My point is, I was once married to the man whose eyes popped out of his head every time a woman wearing revealing attire was in the general vicinity of us. It is much more respectful and can even be more fun if the female in the relationship feels as if she’s pointing out those “look at me” gals to him. He’s a guy. He’s going to notice anyways. Why not have fun with it?


----------



## ClipClop (Apr 28, 2011)

Stiime4, you hit it right. What a person dwells o. Is indeed a choice. A lot of men refuse to accept that there is a boundary. These are undisciplined and immature men
_Posted via Mobile Device_


----------



## Ayrun (Jun 12, 2011)

Here's the thing. A classy man knows there's attractive women around, but if he's master of his domain he dont show it. It's actually a sign of weakness to show it. 

This has nothin to do with morals, but rather who's in control of himself. It's extremely attractive to women because it shows you're cool and collected. You will know the pretty woman is there, but she does not have the power, you do.


----------



## Entropy3000 (May 11, 2011)

Runs like Dog said:


> Men are going to look. Women who don't think their men look are clueless.


Yes sir. 

There is finesses in how one does this. If it is obvious then it can be disrespectful to the wife.


----------



## Entropy3000 (May 11, 2011)

Ayrun said:


> Here's the thing. A classy man knows there's attractive women around, but if he's master of his domain he dont show it. It's actually a sign of weakness to show it.
> 
> This has nothin to do with morals, but rather who's in control of himself. It's extremely attractive to women because it shows you're cool and collected. You will know the pretty woman is there, but she does not have the power, you do.


Yes. This is PUA 101.


----------



## Entropy3000 (May 11, 2011)

TotoWeRNotInKansasAnymore said:


> Admiring beauty is normal for most people. Whether that beauty takes form as a landscape, wildlife or a human being. There is also a respectful way to admire beauty. Yes, that includes the gal walking by who’s wearing the way too low cut top and the extremely short skirt. We all notice her. Even us women do. However, when a man’s eyes are popping out of his head and nearly gives himself whiplash by taking a third look, all while standing next to his wife is disrespectful.
> 
> I constantly tease one of my guy friends because you can never tell if he notices those gals. At first I thought he was oblivious to those “look at me” gals. I am the one who will ask him, “Did you see that gal in the ……..?” The first time I asked him that, I truly did not see him even glance once at this gal. His very low key reply was, “Who couldn’t notice her?” LOL!!
> 
> *My point is, I was once married to the man whose eyes popped out of his head every time a woman wearing revealing attire was in the general vicinity of us. It is much more respectful and can even be more fun if the female in the relationship feels as if she’s pointing out those “look at me” gals to him. He’s a guy. He’s going to notice anyways. Why not have fun with i*t?

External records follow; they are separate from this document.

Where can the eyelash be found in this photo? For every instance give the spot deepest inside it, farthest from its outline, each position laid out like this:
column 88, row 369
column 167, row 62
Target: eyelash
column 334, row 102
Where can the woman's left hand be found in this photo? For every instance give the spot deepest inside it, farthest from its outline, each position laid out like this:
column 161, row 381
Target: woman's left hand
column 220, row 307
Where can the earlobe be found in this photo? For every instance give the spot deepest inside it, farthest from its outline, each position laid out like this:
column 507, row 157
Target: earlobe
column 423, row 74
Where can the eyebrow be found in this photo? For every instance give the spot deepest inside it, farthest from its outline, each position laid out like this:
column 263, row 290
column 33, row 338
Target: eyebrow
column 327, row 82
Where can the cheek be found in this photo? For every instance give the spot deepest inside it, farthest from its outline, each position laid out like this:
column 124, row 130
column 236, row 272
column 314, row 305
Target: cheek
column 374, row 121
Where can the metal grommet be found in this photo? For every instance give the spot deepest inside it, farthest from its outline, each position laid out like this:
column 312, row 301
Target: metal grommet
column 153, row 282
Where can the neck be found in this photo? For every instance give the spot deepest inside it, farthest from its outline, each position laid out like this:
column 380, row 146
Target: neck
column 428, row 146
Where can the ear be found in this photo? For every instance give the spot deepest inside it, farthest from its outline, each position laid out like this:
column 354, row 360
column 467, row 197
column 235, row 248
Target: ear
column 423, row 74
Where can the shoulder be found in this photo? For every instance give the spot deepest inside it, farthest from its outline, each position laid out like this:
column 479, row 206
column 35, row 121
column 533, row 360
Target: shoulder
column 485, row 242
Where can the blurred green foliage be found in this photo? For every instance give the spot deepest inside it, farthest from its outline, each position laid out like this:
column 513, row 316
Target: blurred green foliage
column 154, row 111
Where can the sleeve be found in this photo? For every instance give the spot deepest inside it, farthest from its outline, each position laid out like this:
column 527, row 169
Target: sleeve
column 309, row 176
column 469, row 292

My wife does that. Her radar is better than mine. She takes me off the hook by doing this. It diffuses things and makes it funny. I love that about her. Also she seems to know what I like ....


----------



## Riverside MFT (Oct 5, 2009)

Great comments.



TotoWeRNotInKansasAnymore said:


> My point is, I was once married to the man whose eyes popped out of his head every time a woman wearing revealing attire was in the general vicinity of us. It is much more respectful and can even be more fun if the female in the relationship feels as if she’s pointing out those “look at me” gals to him. He’s a guy. He’s going to notice anyways. Why not have fun with it?


Toto, I think this is great. I think when a man's wife points out an attractive woman, she might be able to help him out of his fantasy world and back into reality.


----------



## princess89 (Jul 6, 2011)

motherof4 said:


> I agree that it is a natural thing to find another person attractive. I think that if the husband is doing his part in making his wife feel #1 and attractive that this wouldn't be an issue. If she see's her husbands eyes constantly wondering and yet she doesn't have her emotional needs met, that can cause insecurity for her.
> 
> I think most women has a little bit of jealousy (I know I have a pinch) in them but we keep it under control with the reminders from our husbands that we are were one and only.
> 
> My husband never told me I was pretty, beautiful, etc and only wanted to make love once a week... and I would feel insecure when my husband would stare at women that walked by. I wanted his attention and him to want to make love more often with me. We have talked about this on many occasions and he is more considerate of my feelings towards this subject and even though I am sure he still has a wondering eye he tries to control it when I am around. I appreciate his willingness to work on this.


I KNOW HOW YOU FEEL...This is the exact way I feel...Sometimes I can't bite my tongue and i tell him when I catch him looking at others girls. He tells me that he isn't but it's hard to not think that if i see his eyes looking in the same direction that the girls are at. Thats how I see it. How do you stop yourself from telling him you catch him looking at girls when you do catch him looking?


----------



## Syrum (Feb 22, 2011)

I believe that both men and women will be attracted to other people and will notice them, however that is where it should end. I think oggling or commenting is disrespectful and we all should have enough self control to turn our thoughts to our partners and what we like/ find sexy about them.


----------